36. The method of claim 35, wherein the asdRNA molecule or pharmaceutical composition is administered via a route selected from the group consisting of intravenous injection (iv), subcutaneous injection (sc), per os (po), intramuscular (im) injection, oral administration, inhalation, topical, intrathecal, and other regional administrations.

37. A method for modulating a gene expression or gene function in a eukaryotic cell, wherein the method comprises contacting the cell with an effective amount of the asdRNA molecule of any one of claims 1-31 or the pharmaceutical composition of either claim 32 or 33.

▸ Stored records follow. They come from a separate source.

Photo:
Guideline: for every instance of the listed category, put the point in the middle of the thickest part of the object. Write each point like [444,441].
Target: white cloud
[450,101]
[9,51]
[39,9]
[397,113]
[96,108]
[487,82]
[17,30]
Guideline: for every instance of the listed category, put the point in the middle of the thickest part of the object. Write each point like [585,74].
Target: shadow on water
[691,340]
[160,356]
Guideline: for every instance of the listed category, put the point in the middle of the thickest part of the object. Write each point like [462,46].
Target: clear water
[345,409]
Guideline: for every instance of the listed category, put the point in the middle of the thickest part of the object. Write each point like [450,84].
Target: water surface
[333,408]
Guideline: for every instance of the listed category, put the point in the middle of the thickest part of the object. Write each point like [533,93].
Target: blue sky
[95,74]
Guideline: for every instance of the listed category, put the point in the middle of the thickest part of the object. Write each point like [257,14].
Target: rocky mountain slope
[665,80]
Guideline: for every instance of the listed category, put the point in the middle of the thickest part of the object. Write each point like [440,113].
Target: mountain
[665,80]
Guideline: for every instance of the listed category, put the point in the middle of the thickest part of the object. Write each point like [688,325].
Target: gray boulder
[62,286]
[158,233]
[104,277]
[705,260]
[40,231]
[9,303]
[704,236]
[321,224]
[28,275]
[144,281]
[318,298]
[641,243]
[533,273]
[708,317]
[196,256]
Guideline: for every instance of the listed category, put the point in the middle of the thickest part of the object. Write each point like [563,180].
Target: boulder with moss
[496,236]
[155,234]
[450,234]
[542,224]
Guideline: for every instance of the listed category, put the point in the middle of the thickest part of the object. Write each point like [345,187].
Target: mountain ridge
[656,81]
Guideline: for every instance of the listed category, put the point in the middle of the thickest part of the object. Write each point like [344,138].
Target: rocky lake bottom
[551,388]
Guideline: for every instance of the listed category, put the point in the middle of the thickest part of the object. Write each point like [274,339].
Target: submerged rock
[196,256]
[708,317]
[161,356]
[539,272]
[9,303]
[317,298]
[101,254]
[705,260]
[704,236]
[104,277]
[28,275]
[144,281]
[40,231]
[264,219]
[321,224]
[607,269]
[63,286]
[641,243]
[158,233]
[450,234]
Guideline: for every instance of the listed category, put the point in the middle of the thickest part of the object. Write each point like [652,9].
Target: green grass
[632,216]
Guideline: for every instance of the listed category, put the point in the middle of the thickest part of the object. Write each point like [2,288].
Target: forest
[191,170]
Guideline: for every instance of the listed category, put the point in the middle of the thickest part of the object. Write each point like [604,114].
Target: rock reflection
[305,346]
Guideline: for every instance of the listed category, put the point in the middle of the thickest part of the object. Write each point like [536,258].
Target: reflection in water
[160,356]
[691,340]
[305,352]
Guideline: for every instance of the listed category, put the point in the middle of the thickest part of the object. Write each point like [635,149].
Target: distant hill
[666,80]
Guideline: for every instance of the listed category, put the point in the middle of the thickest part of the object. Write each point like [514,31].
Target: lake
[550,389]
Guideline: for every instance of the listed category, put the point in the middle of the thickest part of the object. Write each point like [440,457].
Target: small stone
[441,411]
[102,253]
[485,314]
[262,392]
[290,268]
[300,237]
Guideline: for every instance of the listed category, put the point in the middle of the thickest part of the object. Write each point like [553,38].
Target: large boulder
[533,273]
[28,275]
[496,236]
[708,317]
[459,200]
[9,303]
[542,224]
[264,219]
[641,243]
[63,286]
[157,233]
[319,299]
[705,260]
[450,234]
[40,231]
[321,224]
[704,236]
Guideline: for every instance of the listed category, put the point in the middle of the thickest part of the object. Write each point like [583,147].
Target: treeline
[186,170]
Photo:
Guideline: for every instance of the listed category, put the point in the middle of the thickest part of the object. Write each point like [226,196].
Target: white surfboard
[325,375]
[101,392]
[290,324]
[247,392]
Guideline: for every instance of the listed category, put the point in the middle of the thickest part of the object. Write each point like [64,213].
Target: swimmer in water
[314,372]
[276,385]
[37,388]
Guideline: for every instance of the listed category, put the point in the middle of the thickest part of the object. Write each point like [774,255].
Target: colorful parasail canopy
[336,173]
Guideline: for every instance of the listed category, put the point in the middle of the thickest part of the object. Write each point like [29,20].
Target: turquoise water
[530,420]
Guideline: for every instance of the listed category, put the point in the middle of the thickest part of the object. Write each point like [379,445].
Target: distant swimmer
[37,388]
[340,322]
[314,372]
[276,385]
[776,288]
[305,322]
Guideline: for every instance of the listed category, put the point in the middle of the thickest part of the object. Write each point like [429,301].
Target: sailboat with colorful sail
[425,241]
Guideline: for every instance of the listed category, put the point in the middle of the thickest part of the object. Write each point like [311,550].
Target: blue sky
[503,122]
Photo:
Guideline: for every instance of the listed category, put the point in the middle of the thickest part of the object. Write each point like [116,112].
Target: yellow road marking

38. An asymmetric short duplex RNA (asdRNA) molecule comprising a first strand and a second strand each comprising linked ribonucleotide monomers with at least one interspersed segment of deoxyribonucleotide monomer(s) (ISD) disposed in the first strand, wherein the ribonucleotide monomer is selected from the group consisting of a naturally occurring ribonucleotides, an analog thereof, and a modified ribonucleotide; and the deoxyribonucleotide monomer is selected from the group consisting of a naturally occurring deoxyribonucleotide, an analog thereof, and a modified deoxyribonucleotide; wherein at least one ISD comprises at least 2, 3, 4, 5, 6, 7, 8, 9 or 10 contiguous deoxyribonucleotide monomers; wherein the second strand is shorter than the first strand by a number of monomers selected from the group consisting of 1, 2, 3, 4, 5, 6, 7, 8, 9 and 10 monomers; wherein the first strand is substantially complementary to a targeted segment of a targeted RNA through at least one targeting region, and wherein the first strand consists of 10-36 (both range endpoints included) nucleoside monomers linked through a linkage selected from the group consisting of a phosphorothioate linkage, a phosphodiester linkage, or a mixture of phosphorothioate and phosphodiester linkages between adjacent monomers; wherein the second strand is substantially complementary to the first strand, and forms at least one double-stranded region with the first strand, and wherein the second strand consists of 8-32 (both range endpoints included) nucleoside monomers linked through a linkage selected from the group consisting of a phosphorothioate linkage, a phosphodiester linkage, or a mixture of phosphorothioate and phosphodiester linkages between adjacent monomers; and wherein the total number of deoxyribonucleotide monomer(s) is no more than the total number of ribonucleotide monomers in the asdRNA molecule.